Она говорит жестокие, но справедливые вещи. Люку тяжело ее слушать. Она кладет руку ему на плечо, он не отстраняется, и она притягивает его к себе и прижимается щекой к его руке:
— Ты боишься смерти. И это правильно. Смерть забрала всех, кого я знала. До последнего мгновения я сжимала их в своих объятиях и утешала их, а потом они уходили, а я плакала. Одиночество — это ужасно. — Странно слышать такие слова от красивой молодой женщины, но ее печаль почти осязаема. — Я всегда смогу быть рядом с тобой, Люк. Я не уйду. Я буду с тобой до конца твоих дней, если хочешь.

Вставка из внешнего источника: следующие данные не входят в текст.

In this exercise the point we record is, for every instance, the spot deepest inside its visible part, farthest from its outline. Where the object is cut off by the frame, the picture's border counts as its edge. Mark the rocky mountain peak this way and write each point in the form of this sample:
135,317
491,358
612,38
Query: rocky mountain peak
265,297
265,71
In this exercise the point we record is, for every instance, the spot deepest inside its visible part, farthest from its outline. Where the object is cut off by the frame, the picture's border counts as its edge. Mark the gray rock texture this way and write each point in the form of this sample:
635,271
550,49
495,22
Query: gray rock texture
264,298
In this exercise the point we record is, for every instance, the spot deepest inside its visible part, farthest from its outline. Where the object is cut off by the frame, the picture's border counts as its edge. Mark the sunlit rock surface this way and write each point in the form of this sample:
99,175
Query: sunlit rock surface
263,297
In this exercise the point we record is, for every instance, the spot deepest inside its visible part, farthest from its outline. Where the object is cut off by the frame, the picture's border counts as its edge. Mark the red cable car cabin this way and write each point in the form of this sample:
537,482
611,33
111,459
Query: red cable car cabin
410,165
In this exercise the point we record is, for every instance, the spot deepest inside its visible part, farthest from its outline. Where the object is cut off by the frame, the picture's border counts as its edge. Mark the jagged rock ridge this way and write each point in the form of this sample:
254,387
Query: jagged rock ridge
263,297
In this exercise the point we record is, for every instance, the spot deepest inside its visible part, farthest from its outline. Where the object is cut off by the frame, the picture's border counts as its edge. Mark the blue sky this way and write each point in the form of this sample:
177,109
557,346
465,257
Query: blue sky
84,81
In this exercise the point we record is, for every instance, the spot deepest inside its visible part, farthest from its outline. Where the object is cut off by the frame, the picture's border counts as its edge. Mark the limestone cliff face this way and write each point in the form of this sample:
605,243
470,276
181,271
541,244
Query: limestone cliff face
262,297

Люк не отстраняется. Он думает над ее словами. Она не обещает ему любви — ведь так? Нет, не обещает, он понимает это, он не глупец. Но речь идет и не о дружбе. Он не льстит себе, он не тешит себя мыслью о том, что они потянулись друг к другу, как родственные души: они знакомы всего тридцать шесть часов. И кажется, он понимает, что ему предлагает эта женщина. Ей нужен спутник, компаньон. Люк послушался инстинкта (он и не знал, что наделен этим инстинктом), и им было хорошо вместе. Ланни умеет сделать так, чтобы было хорошо. И теперь он может уйти от своей старой, измученной, изуродованной жизни. Всего–то и надо — расторгнуть договор с электрической компанией. И Люк больше никогда не будет одинок.

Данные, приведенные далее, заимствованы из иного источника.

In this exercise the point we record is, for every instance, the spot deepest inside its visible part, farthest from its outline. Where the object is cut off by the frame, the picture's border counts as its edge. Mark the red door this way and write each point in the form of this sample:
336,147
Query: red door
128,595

Он сидит на кровати, Ланни обнимает его, гладит его по спине. Ему приятно прикосновение ее рук. Его разум постепенно очищается. Он чувствует покой — впервые с того мгновения, как шериф привел Ланни в приемное отделение.
Он понимает, что, если будет слишком много думать, его разум снова затуманится. Он чувствует себя персонажем сказки. Если он перестанет думать о происходящем, если станет сопротивляться нежному притяжению истории Ланни, тогда он все испортит. У него большое искушение — не подвергать сомнению ее невидимый мир. Если он будет считать, что все, сказанное ею, — правда, тогда получится, что его представление о смерти — ложь. Но, будучи врачом, Люк не раз был свидетелем окончания жизни. Он стоял рядом с больничной койкой в те мгновения, когда жизнь по капле утекала из пациентов. Он принимал смерть как один из неизбежных абсолютов, и вот теперь ему говорили о том, что это не так. Трагедия вписана в код жизни невидимыми чернилами. Если смерть — не абсолют, то какие еще из тысяч фактов и верований, втиснутых в него за жизнь, тоже лживы?

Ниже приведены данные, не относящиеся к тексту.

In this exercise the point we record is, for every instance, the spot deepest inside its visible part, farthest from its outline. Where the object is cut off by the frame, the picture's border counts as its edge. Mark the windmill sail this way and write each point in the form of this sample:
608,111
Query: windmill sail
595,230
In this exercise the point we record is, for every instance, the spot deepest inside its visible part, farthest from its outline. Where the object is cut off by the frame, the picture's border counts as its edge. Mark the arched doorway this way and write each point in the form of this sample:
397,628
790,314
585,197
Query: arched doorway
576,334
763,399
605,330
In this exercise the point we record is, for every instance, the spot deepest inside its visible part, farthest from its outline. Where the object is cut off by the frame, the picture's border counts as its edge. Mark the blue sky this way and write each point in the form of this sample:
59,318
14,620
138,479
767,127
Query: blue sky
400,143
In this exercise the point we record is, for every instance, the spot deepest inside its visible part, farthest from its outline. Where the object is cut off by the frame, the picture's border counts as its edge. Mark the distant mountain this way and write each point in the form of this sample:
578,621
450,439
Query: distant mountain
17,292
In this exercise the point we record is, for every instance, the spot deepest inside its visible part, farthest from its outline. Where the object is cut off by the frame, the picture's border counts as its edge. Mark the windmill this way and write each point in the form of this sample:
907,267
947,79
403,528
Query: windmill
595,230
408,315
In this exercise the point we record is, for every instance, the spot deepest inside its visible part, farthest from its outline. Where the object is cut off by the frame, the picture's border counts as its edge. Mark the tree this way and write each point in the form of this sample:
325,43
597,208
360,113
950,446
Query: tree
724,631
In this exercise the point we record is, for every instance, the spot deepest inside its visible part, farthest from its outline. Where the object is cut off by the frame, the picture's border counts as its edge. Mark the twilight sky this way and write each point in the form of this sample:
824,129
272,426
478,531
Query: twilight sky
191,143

То есть — если история, поведанная ему этой женщиной, правдива. Люк послушно последовал за ней в туман, но он до сих пор не в силах избавиться от подозрения, что его обманывают. Ланни — явно умелый манипулятор, как многие психопаты. Однако сейчас не время для подобных мыслей. Она права: он устал, он вымотан, он боится неверных выводов и неправильных решений.
Люк откидывается на подушки, чуть заметно пахнущие лавандой, и прижимается к теплому телу Ланни.
— Не беспокойся, — говорит он. — Пока я никуда не собираюсь. Хотя бы потому, что ты не рассказала мне свою историю до конца. Хочу услышать, что было дальше.